Python Twisted is a low-level library designed to execute tasks on a queue or event loop. In this manner, tasks assigned to an event loop must be designed to use deferreds or futures to run once their work is complete, in this manner, other tasks can continue to leverage the event loop until deferreds or futures are due. Note the terminology used by Twisted is deferreds & futures vs. JavaScript's callbacks & promises, both of which are equivalent for correctly managing event loop tasks. The thing about Python Twisted is that it's too low-level, which has both advantages and disadvantages. The advantage is you can use Twisted to create Python async designs for many protocols (e.g. HTTP, Web Sockets, DNS) and have absolute control over how an event-loop handles tasks. The disadvantage to using Twisted is you have to deal with things at the protocol level and write code from the ground to do so (e.g. implement an async web server to handle HTTP requests/responses), something that can be overkill and a lot of work for specific Python async designs (e.g. web applications).
Python Tornado operates at a higher-level than Python Twisted and is designed to execute tasks on a queue or event loop for Python applications that live on the web. What's interesting about Python Tornado is that it requires much less effort to implement a Python async design vs. Python Twisted, so long as its intended to live on the web. The catch about using Python Tornado is that because it predates most Python async initiatives, it requires using its own API to process web requests/responses (vs. Django views) and its own HTTP web server (vs.
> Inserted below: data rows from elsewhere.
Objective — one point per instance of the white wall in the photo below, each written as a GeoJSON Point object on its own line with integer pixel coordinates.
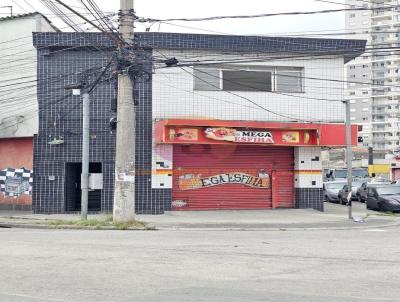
{"type": "Point", "coordinates": [174, 97]}
{"type": "Point", "coordinates": [18, 100]}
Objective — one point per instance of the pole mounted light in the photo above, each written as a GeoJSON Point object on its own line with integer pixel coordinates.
{"type": "Point", "coordinates": [349, 157]}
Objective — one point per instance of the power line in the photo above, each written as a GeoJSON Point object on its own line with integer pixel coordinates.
{"type": "Point", "coordinates": [264, 15]}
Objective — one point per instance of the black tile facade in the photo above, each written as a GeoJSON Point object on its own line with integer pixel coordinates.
{"type": "Point", "coordinates": [62, 57]}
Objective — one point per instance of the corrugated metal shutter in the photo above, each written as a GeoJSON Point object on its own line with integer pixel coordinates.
{"type": "Point", "coordinates": [194, 162]}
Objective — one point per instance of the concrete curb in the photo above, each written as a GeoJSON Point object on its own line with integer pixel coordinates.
{"type": "Point", "coordinates": [203, 227]}
{"type": "Point", "coordinates": [8, 225]}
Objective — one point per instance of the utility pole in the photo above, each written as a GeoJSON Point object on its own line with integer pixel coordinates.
{"type": "Point", "coordinates": [124, 193]}
{"type": "Point", "coordinates": [349, 156]}
{"type": "Point", "coordinates": [85, 155]}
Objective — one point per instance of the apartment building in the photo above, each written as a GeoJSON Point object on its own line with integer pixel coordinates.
{"type": "Point", "coordinates": [373, 77]}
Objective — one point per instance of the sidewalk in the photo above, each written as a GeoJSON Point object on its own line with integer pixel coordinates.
{"type": "Point", "coordinates": [334, 217]}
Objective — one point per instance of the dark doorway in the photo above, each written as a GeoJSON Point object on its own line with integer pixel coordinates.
{"type": "Point", "coordinates": [73, 188]}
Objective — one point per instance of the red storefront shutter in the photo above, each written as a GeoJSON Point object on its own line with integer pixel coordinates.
{"type": "Point", "coordinates": [228, 176]}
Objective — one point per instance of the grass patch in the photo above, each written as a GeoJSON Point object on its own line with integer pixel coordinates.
{"type": "Point", "coordinates": [98, 224]}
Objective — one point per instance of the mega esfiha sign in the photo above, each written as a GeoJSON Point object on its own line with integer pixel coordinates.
{"type": "Point", "coordinates": [197, 181]}
{"type": "Point", "coordinates": [239, 136]}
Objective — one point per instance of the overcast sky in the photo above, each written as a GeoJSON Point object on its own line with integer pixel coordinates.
{"type": "Point", "coordinates": [202, 8]}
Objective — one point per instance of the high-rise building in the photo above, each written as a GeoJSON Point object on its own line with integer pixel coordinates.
{"type": "Point", "coordinates": [373, 77]}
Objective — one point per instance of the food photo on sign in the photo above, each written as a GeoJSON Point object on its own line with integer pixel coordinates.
{"type": "Point", "coordinates": [241, 136]}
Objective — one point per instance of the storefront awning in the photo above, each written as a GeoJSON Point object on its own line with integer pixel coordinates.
{"type": "Point", "coordinates": [190, 131]}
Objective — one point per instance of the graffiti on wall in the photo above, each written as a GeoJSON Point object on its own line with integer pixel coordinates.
{"type": "Point", "coordinates": [15, 182]}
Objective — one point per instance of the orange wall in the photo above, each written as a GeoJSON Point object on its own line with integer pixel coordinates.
{"type": "Point", "coordinates": [16, 153]}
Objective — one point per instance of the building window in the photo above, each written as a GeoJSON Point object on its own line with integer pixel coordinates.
{"type": "Point", "coordinates": [289, 81]}
{"type": "Point", "coordinates": [262, 78]}
{"type": "Point", "coordinates": [233, 80]}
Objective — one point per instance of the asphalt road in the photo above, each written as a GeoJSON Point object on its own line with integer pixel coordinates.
{"type": "Point", "coordinates": [71, 265]}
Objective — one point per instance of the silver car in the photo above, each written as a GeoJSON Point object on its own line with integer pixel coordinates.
{"type": "Point", "coordinates": [331, 190]}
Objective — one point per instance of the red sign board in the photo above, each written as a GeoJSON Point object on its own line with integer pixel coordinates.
{"type": "Point", "coordinates": [226, 135]}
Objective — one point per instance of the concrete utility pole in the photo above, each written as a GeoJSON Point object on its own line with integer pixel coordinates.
{"type": "Point", "coordinates": [85, 155]}
{"type": "Point", "coordinates": [124, 193]}
{"type": "Point", "coordinates": [349, 156]}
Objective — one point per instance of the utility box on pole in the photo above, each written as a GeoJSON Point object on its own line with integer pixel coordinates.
{"type": "Point", "coordinates": [124, 193]}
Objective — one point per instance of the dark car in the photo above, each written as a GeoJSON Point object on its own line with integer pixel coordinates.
{"type": "Point", "coordinates": [331, 190]}
{"type": "Point", "coordinates": [362, 191]}
{"type": "Point", "coordinates": [384, 198]}
{"type": "Point", "coordinates": [344, 192]}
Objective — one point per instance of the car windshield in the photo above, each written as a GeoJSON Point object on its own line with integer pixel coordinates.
{"type": "Point", "coordinates": [335, 185]}
{"type": "Point", "coordinates": [357, 184]}
{"type": "Point", "coordinates": [389, 190]}
{"type": "Point", "coordinates": [360, 173]}
{"type": "Point", "coordinates": [340, 173]}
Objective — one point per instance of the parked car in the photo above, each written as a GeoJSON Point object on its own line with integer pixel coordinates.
{"type": "Point", "coordinates": [341, 174]}
{"type": "Point", "coordinates": [384, 198]}
{"type": "Point", "coordinates": [362, 191]}
{"type": "Point", "coordinates": [380, 180]}
{"type": "Point", "coordinates": [331, 190]}
{"type": "Point", "coordinates": [344, 191]}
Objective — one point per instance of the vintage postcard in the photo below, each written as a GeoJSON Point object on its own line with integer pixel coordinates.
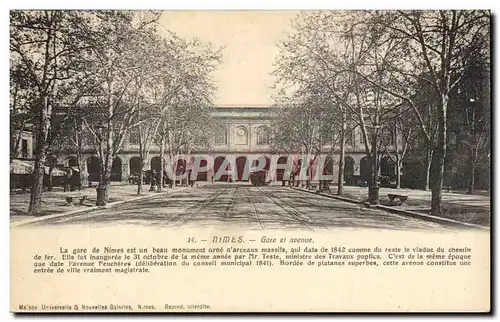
{"type": "Point", "coordinates": [250, 161]}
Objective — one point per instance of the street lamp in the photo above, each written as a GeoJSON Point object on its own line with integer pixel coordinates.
{"type": "Point", "coordinates": [373, 190]}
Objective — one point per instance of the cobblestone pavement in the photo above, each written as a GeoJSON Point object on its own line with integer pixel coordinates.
{"type": "Point", "coordinates": [244, 206]}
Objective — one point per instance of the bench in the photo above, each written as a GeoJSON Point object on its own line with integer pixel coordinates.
{"type": "Point", "coordinates": [401, 198]}
{"type": "Point", "coordinates": [82, 199]}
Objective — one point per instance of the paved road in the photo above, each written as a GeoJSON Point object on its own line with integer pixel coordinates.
{"type": "Point", "coordinates": [244, 206]}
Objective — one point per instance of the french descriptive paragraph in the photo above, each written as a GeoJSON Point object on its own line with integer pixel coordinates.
{"type": "Point", "coordinates": [237, 252]}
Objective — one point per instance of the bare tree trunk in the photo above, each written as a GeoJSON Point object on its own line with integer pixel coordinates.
{"type": "Point", "coordinates": [40, 158]}
{"type": "Point", "coordinates": [440, 154]}
{"type": "Point", "coordinates": [51, 168]}
{"type": "Point", "coordinates": [340, 188]}
{"type": "Point", "coordinates": [141, 177]}
{"type": "Point", "coordinates": [106, 176]}
{"type": "Point", "coordinates": [398, 171]}
{"type": "Point", "coordinates": [428, 163]}
{"type": "Point", "coordinates": [472, 178]}
{"type": "Point", "coordinates": [162, 162]}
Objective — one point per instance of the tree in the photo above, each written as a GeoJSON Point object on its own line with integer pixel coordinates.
{"type": "Point", "coordinates": [435, 40]}
{"type": "Point", "coordinates": [470, 111]}
{"type": "Point", "coordinates": [117, 63]}
{"type": "Point", "coordinates": [323, 55]}
{"type": "Point", "coordinates": [47, 45]}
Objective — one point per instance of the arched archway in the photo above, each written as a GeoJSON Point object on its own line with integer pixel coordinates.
{"type": "Point", "coordinates": [116, 169]}
{"type": "Point", "coordinates": [51, 161]}
{"type": "Point", "coordinates": [202, 175]}
{"type": "Point", "coordinates": [217, 164]}
{"type": "Point", "coordinates": [328, 166]}
{"type": "Point", "coordinates": [365, 170]}
{"type": "Point", "coordinates": [262, 135]}
{"type": "Point", "coordinates": [72, 161]}
{"type": "Point", "coordinates": [242, 169]}
{"type": "Point", "coordinates": [134, 165]}
{"type": "Point", "coordinates": [94, 168]}
{"type": "Point", "coordinates": [281, 172]}
{"type": "Point", "coordinates": [156, 164]}
{"type": "Point", "coordinates": [348, 167]}
{"type": "Point", "coordinates": [180, 166]}
{"type": "Point", "coordinates": [387, 167]}
{"type": "Point", "coordinates": [241, 137]}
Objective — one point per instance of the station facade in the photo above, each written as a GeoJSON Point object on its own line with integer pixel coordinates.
{"type": "Point", "coordinates": [245, 131]}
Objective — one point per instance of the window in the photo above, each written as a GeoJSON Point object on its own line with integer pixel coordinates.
{"type": "Point", "coordinates": [134, 138]}
{"type": "Point", "coordinates": [221, 136]}
{"type": "Point", "coordinates": [24, 148]}
{"type": "Point", "coordinates": [262, 136]}
{"type": "Point", "coordinates": [241, 137]}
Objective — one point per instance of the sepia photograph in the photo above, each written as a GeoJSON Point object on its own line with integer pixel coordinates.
{"type": "Point", "coordinates": [250, 161]}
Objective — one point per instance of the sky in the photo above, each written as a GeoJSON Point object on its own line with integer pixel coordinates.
{"type": "Point", "coordinates": [249, 39]}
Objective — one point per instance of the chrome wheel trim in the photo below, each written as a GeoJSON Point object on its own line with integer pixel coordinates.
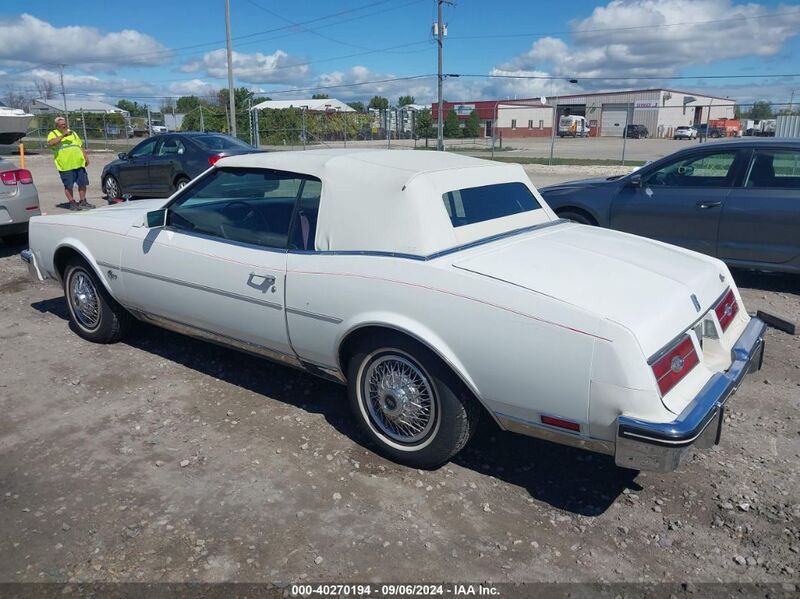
{"type": "Point", "coordinates": [111, 188]}
{"type": "Point", "coordinates": [398, 400]}
{"type": "Point", "coordinates": [84, 301]}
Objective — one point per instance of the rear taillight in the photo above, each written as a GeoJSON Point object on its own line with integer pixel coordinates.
{"type": "Point", "coordinates": [21, 175]}
{"type": "Point", "coordinates": [727, 309]}
{"type": "Point", "coordinates": [679, 360]}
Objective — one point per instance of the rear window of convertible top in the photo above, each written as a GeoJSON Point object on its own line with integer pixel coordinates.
{"type": "Point", "coordinates": [487, 202]}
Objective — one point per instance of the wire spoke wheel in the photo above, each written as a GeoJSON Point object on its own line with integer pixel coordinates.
{"type": "Point", "coordinates": [399, 398]}
{"type": "Point", "coordinates": [84, 300]}
{"type": "Point", "coordinates": [112, 189]}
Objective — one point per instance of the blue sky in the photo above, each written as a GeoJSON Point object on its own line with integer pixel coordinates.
{"type": "Point", "coordinates": [149, 50]}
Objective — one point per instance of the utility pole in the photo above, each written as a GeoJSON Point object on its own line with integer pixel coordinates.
{"type": "Point", "coordinates": [83, 121]}
{"type": "Point", "coordinates": [231, 97]}
{"type": "Point", "coordinates": [63, 93]}
{"type": "Point", "coordinates": [440, 41]}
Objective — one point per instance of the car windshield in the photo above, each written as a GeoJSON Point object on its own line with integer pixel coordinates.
{"type": "Point", "coordinates": [221, 142]}
{"type": "Point", "coordinates": [479, 204]}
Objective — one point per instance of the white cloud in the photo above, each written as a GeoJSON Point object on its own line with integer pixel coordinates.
{"type": "Point", "coordinates": [29, 40]}
{"type": "Point", "coordinates": [90, 84]}
{"type": "Point", "coordinates": [277, 67]}
{"type": "Point", "coordinates": [644, 45]}
{"type": "Point", "coordinates": [422, 89]}
{"type": "Point", "coordinates": [193, 87]}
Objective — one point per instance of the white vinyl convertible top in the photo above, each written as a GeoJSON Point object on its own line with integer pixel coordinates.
{"type": "Point", "coordinates": [391, 200]}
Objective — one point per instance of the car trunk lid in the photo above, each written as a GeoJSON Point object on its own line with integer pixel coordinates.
{"type": "Point", "coordinates": [641, 284]}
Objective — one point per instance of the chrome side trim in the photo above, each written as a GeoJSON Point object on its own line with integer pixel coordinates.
{"type": "Point", "coordinates": [532, 429]}
{"type": "Point", "coordinates": [435, 255]}
{"type": "Point", "coordinates": [198, 287]}
{"type": "Point", "coordinates": [214, 337]}
{"type": "Point", "coordinates": [314, 315]}
{"type": "Point", "coordinates": [659, 445]}
{"type": "Point", "coordinates": [30, 261]}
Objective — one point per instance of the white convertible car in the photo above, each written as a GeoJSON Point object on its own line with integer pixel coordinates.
{"type": "Point", "coordinates": [438, 287]}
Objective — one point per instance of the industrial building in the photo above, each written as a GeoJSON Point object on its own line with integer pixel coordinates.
{"type": "Point", "coordinates": [607, 113]}
{"type": "Point", "coordinates": [56, 106]}
{"type": "Point", "coordinates": [314, 105]}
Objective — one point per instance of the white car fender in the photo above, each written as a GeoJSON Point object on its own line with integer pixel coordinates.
{"type": "Point", "coordinates": [412, 328]}
{"type": "Point", "coordinates": [83, 251]}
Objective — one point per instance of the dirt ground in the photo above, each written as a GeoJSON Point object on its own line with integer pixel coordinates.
{"type": "Point", "coordinates": [164, 458]}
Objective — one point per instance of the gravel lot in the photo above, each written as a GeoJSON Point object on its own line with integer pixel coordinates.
{"type": "Point", "coordinates": [163, 458]}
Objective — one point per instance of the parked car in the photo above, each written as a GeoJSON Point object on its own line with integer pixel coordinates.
{"type": "Point", "coordinates": [636, 132]}
{"type": "Point", "coordinates": [19, 201]}
{"type": "Point", "coordinates": [438, 287]}
{"type": "Point", "coordinates": [163, 163]}
{"type": "Point", "coordinates": [684, 132]}
{"type": "Point", "coordinates": [737, 200]}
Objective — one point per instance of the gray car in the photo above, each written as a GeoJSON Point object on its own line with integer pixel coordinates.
{"type": "Point", "coordinates": [19, 201]}
{"type": "Point", "coordinates": [738, 200]}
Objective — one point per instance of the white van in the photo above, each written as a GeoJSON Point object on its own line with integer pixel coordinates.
{"type": "Point", "coordinates": [573, 126]}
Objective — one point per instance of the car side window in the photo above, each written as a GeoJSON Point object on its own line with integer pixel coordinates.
{"type": "Point", "coordinates": [253, 206]}
{"type": "Point", "coordinates": [171, 146]}
{"type": "Point", "coordinates": [706, 170]}
{"type": "Point", "coordinates": [143, 149]}
{"type": "Point", "coordinates": [774, 169]}
{"type": "Point", "coordinates": [304, 224]}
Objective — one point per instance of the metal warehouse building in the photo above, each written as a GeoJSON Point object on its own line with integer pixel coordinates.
{"type": "Point", "coordinates": [607, 113]}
WSGI/ASGI servers), even though more recent Python Tornado versions are more tightly integrated with Python's core native async design support (e.g. asyncio module).
The key takeaway from this brief introduction to Python async design techniques that predate native Python async techniques, is that although they're still in use to this day, if you're committed to using something like Django for Python web development -- you're reading a book on Django after all -- you'll rarely have a need to work with something like Tornado (or Twisted), since Django itself has support for async web views (vs. Tornado views) and can also work with any ASGI standard web server (vs. Tornado's own HTTP web server).